Tel Aviv - The Israeli army has recovered the bodies of three settlers who went missing in the occupied West Bank earlier this month, triggering fears of a broader military crackdown.
The bodies were found in a field near the village of Halhoul on Monday, not far from where Israeli troops first started searching after they vanished on June 12.
"Hamas is responsible, and Hamas will pay," said Israel's prime minister, Benjamin Netanyahu, in a statement.
The Israeli army launched at least two dozen air strikes in the Gaza Strip in the early hours of Tuesday following the discovery of the bodies. The army said the attacks were in response to from Palestinian rocket fire.
The young settlers were hitchhiking home from a religious school in Kfar Etzion, an illegal settlement between Bethlehem and Hebron, and were last heard in a brief emergency call to police.
Their disappearance set off the largest military operation in the West Bank since the end of the second Intifada: More than 400 Palestinians were detained in the 18-day search, thousands of homes raided, and five people killed by Israeli gunfire.
Israel has blamed Hamas for the murders, though it has offered no evidence to support that claim.
On Monday night it demolished the homes of Marwan Qawasmeh and Amer Abu Aisha, two Hebron-area residents who the Israeli government has named as suspects.
The use of punitive demolitions revived a practice that was almost entirely discontinued in 2005.
The Israeli security cabinet also held an emergency meeting on Monday night, which ended with no major decisions on further actions, according to a government source. The cabinet will reconvene on Tuesday.
Some politicians have called for harsher steps against Hamas, including targeted assassinations. "I don’t know how many leaders of Hamas will remain alive after tonight," said Tzachi Hanegbi, the deputy foreign minister.
The group dismissed the accusations in a statement, calling them propaganda. "We warn Israel against any stupid action.

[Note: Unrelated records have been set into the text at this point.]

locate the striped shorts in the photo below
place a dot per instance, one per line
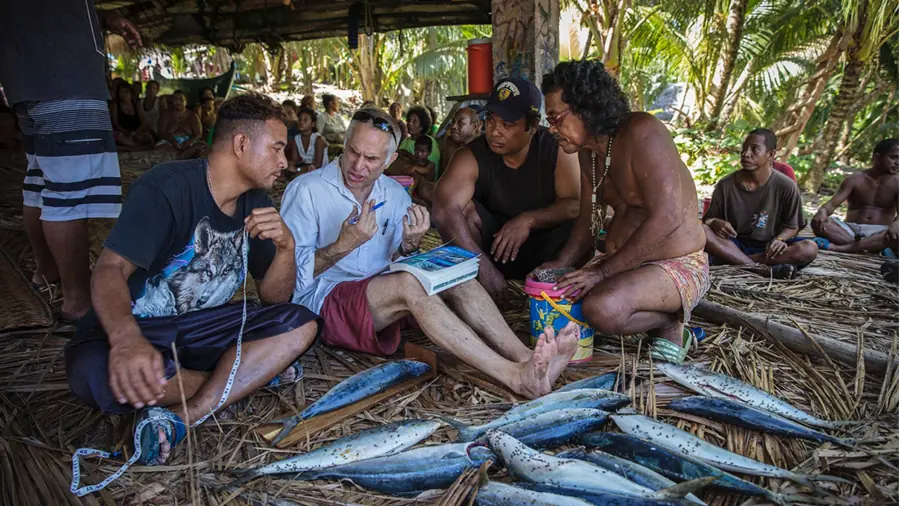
(73, 168)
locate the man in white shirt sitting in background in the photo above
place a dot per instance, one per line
(344, 244)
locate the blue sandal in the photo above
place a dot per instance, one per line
(153, 418)
(298, 375)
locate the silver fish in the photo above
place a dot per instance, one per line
(736, 413)
(685, 443)
(631, 470)
(584, 398)
(537, 467)
(501, 494)
(711, 384)
(376, 442)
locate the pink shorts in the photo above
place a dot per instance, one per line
(349, 324)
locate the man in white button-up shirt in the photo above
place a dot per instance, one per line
(345, 240)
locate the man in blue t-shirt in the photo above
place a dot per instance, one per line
(189, 233)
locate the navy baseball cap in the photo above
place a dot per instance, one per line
(513, 98)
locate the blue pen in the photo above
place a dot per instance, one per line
(374, 208)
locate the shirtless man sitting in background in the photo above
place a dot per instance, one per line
(654, 271)
(871, 196)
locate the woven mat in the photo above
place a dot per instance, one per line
(22, 306)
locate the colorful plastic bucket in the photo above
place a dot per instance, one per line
(481, 66)
(405, 181)
(547, 307)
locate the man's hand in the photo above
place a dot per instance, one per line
(819, 221)
(722, 228)
(577, 284)
(775, 248)
(122, 26)
(510, 238)
(493, 282)
(890, 236)
(415, 224)
(358, 228)
(136, 372)
(266, 223)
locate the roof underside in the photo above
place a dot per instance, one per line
(232, 23)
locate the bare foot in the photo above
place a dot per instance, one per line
(533, 382)
(567, 345)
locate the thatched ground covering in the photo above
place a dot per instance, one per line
(840, 296)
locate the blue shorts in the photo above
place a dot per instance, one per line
(200, 337)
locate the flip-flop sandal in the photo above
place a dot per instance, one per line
(821, 242)
(667, 351)
(298, 375)
(157, 417)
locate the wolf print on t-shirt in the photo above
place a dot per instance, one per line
(760, 220)
(206, 273)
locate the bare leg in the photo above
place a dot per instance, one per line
(833, 232)
(68, 241)
(46, 271)
(798, 253)
(474, 306)
(395, 295)
(260, 362)
(641, 300)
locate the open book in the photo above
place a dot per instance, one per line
(440, 268)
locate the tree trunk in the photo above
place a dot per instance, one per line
(826, 143)
(797, 116)
(734, 29)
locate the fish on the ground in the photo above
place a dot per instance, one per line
(500, 494)
(375, 442)
(706, 382)
(631, 470)
(676, 466)
(686, 443)
(353, 389)
(425, 468)
(742, 415)
(583, 398)
(554, 428)
(603, 381)
(534, 466)
(601, 498)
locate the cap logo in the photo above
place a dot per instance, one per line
(506, 89)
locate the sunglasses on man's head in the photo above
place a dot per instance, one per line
(377, 122)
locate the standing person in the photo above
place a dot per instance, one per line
(310, 150)
(756, 213)
(511, 193)
(418, 123)
(53, 68)
(151, 105)
(871, 197)
(182, 127)
(396, 112)
(330, 123)
(654, 271)
(465, 127)
(344, 245)
(190, 233)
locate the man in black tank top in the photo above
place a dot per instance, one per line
(511, 194)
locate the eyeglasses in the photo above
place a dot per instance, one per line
(554, 120)
(377, 122)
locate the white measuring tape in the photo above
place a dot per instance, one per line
(91, 452)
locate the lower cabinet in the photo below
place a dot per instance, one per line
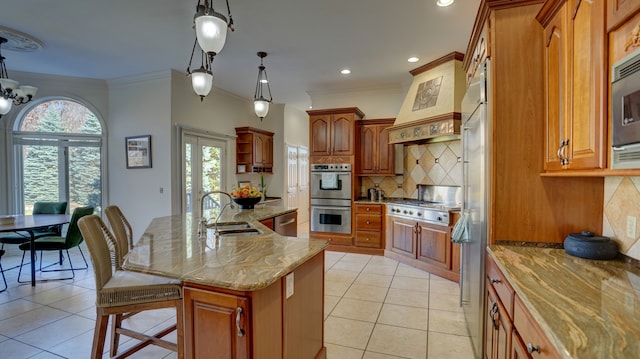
(264, 324)
(510, 330)
(498, 327)
(369, 226)
(423, 245)
(216, 325)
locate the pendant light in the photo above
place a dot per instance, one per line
(260, 103)
(11, 93)
(211, 27)
(202, 78)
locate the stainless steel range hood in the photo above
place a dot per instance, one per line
(431, 110)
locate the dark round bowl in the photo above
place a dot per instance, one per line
(247, 202)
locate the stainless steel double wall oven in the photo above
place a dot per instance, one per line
(331, 198)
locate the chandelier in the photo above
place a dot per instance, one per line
(260, 103)
(10, 91)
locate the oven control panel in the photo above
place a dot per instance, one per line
(333, 167)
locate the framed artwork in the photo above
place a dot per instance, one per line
(138, 151)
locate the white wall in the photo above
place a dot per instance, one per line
(141, 105)
(90, 92)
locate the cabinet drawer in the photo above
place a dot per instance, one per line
(532, 336)
(368, 208)
(500, 285)
(368, 223)
(368, 239)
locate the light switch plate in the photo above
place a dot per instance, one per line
(289, 285)
(631, 227)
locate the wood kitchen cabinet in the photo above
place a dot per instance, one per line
(375, 156)
(575, 77)
(498, 327)
(423, 245)
(510, 330)
(332, 131)
(261, 324)
(216, 325)
(254, 150)
(369, 226)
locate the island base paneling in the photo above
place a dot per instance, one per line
(268, 326)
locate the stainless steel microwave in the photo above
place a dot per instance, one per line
(625, 112)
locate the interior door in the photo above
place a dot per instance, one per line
(203, 171)
(292, 176)
(303, 187)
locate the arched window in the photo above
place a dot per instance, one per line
(58, 155)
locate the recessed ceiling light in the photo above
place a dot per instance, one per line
(444, 2)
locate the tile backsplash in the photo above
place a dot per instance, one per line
(622, 208)
(434, 163)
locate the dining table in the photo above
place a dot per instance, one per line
(29, 223)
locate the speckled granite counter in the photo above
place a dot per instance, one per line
(170, 247)
(587, 308)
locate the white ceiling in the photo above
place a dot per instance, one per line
(308, 41)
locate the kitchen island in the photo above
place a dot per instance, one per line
(585, 308)
(258, 296)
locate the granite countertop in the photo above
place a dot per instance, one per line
(587, 308)
(170, 247)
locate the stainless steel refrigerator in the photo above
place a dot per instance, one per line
(476, 144)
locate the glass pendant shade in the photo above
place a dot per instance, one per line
(261, 106)
(5, 105)
(202, 82)
(211, 32)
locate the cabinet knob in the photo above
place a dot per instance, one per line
(238, 317)
(531, 348)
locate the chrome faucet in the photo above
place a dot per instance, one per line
(202, 228)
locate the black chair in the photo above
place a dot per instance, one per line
(60, 244)
(38, 208)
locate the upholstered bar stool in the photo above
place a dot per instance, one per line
(120, 292)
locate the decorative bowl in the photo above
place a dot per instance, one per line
(246, 202)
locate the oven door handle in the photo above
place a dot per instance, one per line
(332, 208)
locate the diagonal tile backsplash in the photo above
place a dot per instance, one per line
(622, 207)
(434, 163)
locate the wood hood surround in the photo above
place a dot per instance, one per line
(431, 110)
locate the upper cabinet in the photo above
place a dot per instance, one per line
(333, 131)
(575, 84)
(375, 155)
(254, 150)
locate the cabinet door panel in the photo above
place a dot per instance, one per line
(434, 245)
(403, 239)
(367, 149)
(342, 134)
(320, 135)
(587, 117)
(385, 151)
(211, 331)
(556, 74)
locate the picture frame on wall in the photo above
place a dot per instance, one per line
(138, 150)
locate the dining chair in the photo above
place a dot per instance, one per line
(2, 271)
(72, 239)
(122, 231)
(38, 208)
(119, 292)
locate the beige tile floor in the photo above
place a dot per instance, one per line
(374, 308)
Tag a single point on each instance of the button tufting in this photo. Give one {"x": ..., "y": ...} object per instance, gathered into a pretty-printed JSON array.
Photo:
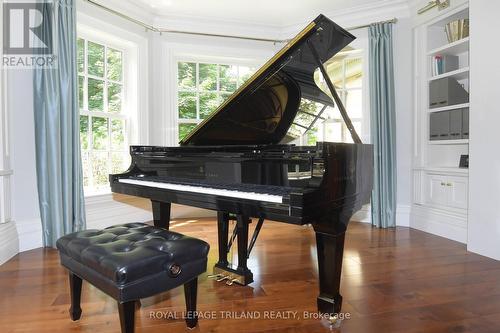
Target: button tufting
[{"x": 155, "y": 251}]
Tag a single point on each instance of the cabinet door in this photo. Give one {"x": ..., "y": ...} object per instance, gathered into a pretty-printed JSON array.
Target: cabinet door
[
  {"x": 458, "y": 192},
  {"x": 437, "y": 191}
]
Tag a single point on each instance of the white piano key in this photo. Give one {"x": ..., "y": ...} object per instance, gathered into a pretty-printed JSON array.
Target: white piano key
[{"x": 207, "y": 190}]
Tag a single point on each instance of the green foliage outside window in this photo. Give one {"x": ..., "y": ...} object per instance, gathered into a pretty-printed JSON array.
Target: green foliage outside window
[
  {"x": 102, "y": 121},
  {"x": 202, "y": 87}
]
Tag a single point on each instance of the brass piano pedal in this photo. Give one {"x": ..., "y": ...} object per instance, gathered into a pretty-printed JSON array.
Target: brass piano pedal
[
  {"x": 334, "y": 321},
  {"x": 222, "y": 278},
  {"x": 231, "y": 281}
]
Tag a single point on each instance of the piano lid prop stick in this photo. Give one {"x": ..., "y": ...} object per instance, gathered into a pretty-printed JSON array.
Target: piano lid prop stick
[{"x": 335, "y": 95}]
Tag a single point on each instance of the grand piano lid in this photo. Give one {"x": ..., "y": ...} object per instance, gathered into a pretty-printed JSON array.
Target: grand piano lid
[{"x": 264, "y": 107}]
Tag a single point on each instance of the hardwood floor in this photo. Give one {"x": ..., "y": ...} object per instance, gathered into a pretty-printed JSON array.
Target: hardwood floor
[{"x": 398, "y": 280}]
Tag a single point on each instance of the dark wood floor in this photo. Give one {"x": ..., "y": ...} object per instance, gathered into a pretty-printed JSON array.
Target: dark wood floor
[{"x": 399, "y": 280}]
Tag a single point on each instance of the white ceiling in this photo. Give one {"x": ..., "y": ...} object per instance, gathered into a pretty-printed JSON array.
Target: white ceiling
[{"x": 267, "y": 12}]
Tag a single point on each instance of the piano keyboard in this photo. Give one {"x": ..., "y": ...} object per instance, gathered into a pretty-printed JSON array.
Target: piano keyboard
[{"x": 205, "y": 189}]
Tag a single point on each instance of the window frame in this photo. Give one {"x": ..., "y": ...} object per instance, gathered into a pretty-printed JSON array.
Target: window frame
[
  {"x": 360, "y": 46},
  {"x": 225, "y": 61},
  {"x": 84, "y": 110}
]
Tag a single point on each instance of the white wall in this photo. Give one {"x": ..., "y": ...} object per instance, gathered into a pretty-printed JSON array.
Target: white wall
[
  {"x": 9, "y": 241},
  {"x": 25, "y": 209},
  {"x": 484, "y": 169}
]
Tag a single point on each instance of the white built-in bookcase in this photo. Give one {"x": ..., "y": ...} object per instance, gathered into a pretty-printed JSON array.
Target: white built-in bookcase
[{"x": 440, "y": 186}]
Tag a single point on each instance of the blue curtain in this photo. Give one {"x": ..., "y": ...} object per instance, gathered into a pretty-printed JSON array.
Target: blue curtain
[
  {"x": 58, "y": 160},
  {"x": 383, "y": 124}
]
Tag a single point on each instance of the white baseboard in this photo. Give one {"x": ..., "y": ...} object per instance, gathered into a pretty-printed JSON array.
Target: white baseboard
[
  {"x": 30, "y": 234},
  {"x": 9, "y": 241},
  {"x": 402, "y": 215},
  {"x": 439, "y": 222},
  {"x": 363, "y": 215}
]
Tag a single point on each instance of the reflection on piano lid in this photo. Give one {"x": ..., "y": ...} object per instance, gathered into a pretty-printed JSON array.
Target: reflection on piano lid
[{"x": 263, "y": 108}]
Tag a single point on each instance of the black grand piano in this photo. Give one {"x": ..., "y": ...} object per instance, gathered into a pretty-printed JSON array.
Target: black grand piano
[{"x": 237, "y": 162}]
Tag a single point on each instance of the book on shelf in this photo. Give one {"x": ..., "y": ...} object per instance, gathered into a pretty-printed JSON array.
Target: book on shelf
[{"x": 443, "y": 63}]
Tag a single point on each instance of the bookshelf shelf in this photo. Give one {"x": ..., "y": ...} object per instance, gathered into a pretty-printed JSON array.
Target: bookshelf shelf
[
  {"x": 447, "y": 169},
  {"x": 458, "y": 47},
  {"x": 449, "y": 142},
  {"x": 459, "y": 74},
  {"x": 449, "y": 107}
]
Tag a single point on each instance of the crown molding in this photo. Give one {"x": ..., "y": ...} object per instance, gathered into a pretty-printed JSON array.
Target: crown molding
[{"x": 363, "y": 14}]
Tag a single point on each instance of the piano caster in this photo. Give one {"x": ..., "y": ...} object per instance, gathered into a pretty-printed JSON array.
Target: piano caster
[
  {"x": 231, "y": 276},
  {"x": 333, "y": 321}
]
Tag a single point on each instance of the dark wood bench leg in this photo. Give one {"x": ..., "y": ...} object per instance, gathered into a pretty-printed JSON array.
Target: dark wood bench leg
[
  {"x": 190, "y": 292},
  {"x": 75, "y": 287},
  {"x": 127, "y": 316}
]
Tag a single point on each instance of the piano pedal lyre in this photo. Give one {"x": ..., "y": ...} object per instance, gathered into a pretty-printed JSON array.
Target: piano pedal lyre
[{"x": 334, "y": 321}]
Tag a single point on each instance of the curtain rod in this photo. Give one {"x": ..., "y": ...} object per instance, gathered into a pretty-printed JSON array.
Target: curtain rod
[{"x": 162, "y": 30}]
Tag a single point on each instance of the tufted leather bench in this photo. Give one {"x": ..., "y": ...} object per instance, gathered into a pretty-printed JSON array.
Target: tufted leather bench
[{"x": 133, "y": 261}]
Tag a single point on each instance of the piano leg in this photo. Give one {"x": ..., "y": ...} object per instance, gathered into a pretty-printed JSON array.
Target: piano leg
[
  {"x": 330, "y": 247},
  {"x": 223, "y": 233},
  {"x": 161, "y": 214},
  {"x": 242, "y": 227}
]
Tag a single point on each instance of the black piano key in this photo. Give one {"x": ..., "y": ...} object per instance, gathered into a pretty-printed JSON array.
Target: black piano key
[{"x": 242, "y": 187}]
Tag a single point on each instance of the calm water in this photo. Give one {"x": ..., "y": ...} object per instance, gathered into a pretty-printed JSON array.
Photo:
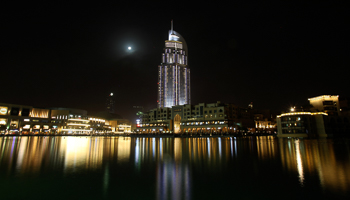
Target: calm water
[{"x": 168, "y": 168}]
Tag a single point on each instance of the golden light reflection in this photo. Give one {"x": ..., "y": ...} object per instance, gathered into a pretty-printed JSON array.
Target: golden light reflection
[
  {"x": 316, "y": 156},
  {"x": 176, "y": 158}
]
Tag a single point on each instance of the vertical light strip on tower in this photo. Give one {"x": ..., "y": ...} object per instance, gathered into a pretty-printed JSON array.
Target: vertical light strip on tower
[{"x": 174, "y": 73}]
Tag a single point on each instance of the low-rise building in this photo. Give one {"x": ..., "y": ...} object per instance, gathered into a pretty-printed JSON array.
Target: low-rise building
[{"x": 200, "y": 118}]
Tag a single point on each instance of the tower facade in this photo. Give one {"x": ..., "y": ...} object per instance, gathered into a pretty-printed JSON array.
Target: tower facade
[
  {"x": 174, "y": 73},
  {"x": 110, "y": 103}
]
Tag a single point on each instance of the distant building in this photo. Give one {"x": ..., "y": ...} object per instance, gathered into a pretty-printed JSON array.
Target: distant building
[
  {"x": 174, "y": 73},
  {"x": 301, "y": 124},
  {"x": 110, "y": 103},
  {"x": 22, "y": 120},
  {"x": 325, "y": 103},
  {"x": 200, "y": 118},
  {"x": 322, "y": 119}
]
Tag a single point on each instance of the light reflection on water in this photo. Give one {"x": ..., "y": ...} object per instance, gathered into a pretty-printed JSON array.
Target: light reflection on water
[{"x": 175, "y": 162}]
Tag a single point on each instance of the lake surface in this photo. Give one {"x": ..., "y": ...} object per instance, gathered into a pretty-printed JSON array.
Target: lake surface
[{"x": 259, "y": 167}]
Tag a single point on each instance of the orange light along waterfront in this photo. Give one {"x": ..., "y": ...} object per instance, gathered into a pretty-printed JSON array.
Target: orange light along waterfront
[{"x": 173, "y": 168}]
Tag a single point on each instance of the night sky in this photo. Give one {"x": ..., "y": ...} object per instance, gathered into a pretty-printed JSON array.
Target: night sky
[{"x": 272, "y": 54}]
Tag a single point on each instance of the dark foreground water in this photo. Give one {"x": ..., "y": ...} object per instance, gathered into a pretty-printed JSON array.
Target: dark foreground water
[{"x": 168, "y": 168}]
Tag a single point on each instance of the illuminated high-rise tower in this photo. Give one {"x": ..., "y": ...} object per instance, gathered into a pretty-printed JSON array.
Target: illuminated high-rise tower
[
  {"x": 110, "y": 103},
  {"x": 173, "y": 73}
]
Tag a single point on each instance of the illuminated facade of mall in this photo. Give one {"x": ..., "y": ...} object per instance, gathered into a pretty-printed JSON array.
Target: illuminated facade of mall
[
  {"x": 22, "y": 119},
  {"x": 174, "y": 73}
]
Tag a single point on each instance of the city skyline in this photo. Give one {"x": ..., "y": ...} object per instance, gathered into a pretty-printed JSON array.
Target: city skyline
[{"x": 272, "y": 54}]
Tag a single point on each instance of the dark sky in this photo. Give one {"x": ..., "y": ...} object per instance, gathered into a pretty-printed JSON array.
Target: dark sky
[{"x": 273, "y": 54}]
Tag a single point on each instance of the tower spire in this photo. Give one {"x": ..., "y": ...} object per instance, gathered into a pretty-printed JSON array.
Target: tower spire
[{"x": 171, "y": 26}]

If Israel wants a war, the price they will pay will be greater than in previous wars," it said.
The settlers' bodies were found at a time of heightened tensions in the south, with daily air strikes and rocket launches, and Israeli troops preparing for a possible military offensive.
In conversations over the past two weeks, security officials have hinted at "retaliating" against Gaza if the settlers were found dead.
The PLO's Hanan Ashrawi told Al Jazeera that the "Israeli escalation already took place, and now they have an excuse of further escalation."
Hundreds of people gathered in Tel Aviv’s Rabin Square on Monday night to hold a vigil for the trio. The mood was far more angry in the West Bank, and there were reports of Israeli settlers attacking Palestinians in several villages.